Abstraction of the techno geopolitical multiverse becomes this method for recognizing the human built alongside the technological playfulness that runs counter to the capitalist uses of such technologies. LEGOs which end up in a sublime pile of non-referential objects in a still life. These paintings and studies reflect my fascination with anti-painting painting without its analog antecedents but rather only its analog descendants. Ex nihilo digital worlds.
- Albert Abdul-Barr Wang
2.
My abstract paintings use forms and colors as materials to articulate the invisible aspects of life, creating a pictorial space that mirrors the world. The forms come from familiar places — my studio, my apartment, my desk, etc. When I combine and remove parts of these forms, they inevitably take on a strange shape. Through this process those familiar forms become inherently uncomfortable, abstract and organic. The contrast between earthy and vibrant colors, along with marks that are either spontaneous or built up over time, repeatedly generate contrasting elements such as anxiety and humor, conflict and absurdity, seriousness and playfulness. This serves both as a process of finding balance within the invisible conflicts present in all relationships and as a purpose in itself, to convey these dualities.
- Siha Park
3.
Paintings are all connected. And also, this is all about continuity.

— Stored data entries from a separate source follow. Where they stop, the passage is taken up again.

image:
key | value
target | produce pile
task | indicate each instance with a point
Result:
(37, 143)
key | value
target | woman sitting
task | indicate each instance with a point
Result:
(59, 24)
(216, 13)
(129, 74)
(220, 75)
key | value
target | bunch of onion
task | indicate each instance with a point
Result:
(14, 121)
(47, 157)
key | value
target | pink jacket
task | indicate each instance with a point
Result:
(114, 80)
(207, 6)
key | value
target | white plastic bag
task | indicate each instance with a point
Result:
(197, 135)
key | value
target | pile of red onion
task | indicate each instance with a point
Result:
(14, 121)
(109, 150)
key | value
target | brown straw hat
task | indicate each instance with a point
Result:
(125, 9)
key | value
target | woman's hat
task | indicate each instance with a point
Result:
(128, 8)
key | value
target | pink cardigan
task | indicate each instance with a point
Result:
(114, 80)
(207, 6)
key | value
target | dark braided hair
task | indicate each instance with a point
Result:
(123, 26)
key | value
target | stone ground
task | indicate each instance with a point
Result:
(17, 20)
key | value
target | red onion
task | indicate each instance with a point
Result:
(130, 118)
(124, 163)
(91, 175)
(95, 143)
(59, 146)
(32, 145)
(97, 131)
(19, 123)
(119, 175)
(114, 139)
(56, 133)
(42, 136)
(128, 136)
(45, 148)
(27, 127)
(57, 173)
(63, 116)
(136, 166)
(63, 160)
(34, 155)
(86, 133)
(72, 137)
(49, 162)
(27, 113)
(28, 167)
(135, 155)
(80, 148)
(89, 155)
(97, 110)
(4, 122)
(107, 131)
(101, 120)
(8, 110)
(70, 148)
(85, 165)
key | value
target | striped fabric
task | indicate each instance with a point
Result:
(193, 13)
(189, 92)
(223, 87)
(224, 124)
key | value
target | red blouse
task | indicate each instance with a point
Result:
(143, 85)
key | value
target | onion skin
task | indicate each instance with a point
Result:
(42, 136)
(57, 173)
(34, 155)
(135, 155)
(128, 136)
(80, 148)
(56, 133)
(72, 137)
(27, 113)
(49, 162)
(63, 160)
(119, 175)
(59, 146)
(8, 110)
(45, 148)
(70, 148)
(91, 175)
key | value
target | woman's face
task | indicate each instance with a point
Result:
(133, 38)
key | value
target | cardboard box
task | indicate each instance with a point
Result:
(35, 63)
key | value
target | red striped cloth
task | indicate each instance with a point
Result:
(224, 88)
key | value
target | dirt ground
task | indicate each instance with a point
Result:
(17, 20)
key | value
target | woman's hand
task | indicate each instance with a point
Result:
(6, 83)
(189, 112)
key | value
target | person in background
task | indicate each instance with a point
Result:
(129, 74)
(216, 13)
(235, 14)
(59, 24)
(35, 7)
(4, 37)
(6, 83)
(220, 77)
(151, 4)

Like Federico Fellini's 8 and 2/1, like Honore de Balzac's The Human Comedy, I tried to understand everyone I met in my life. And the attempts always failed.
I'm a painter who is interested in the history of abstraction. Currently, in my drawing practice, I use different materials such as canvas, wood, paper, and walls. Drawing and painting on two or three pieces of canvas or wood, joined together to make one piece. For my paintings, I am working with 6-foot and 7-inch-thick wood using acrylics, pencils, and house paint.
In general, 2-5 canvases are completed in one work, and the work is rearranged depending on the space where they are installed.
As I work, I experience the forms of painting and sculpture together, changing the order of woods or the position of the canvas up and down according to the pictorial space, or putting them back in place. It's a completely different form of working with canvas, and it's one of the different experiences I've found within this practice from traditional canvas works.
The figures drawn on the woods are a psychological anecdote of the people I have experienced in New York, and also it is a self-portrait.
Divided mark making on a divided screen. The brush strokes are being portrayed in a variety of ways. I make these expressions using pencil, acrylic, and house paint. The abstractions are all looking straight ahead. Most of them look at the viewer in a frightened, uncomfortable, or extremely unpleasant way, and I was both the artist and the viewer of these paintings during the progress.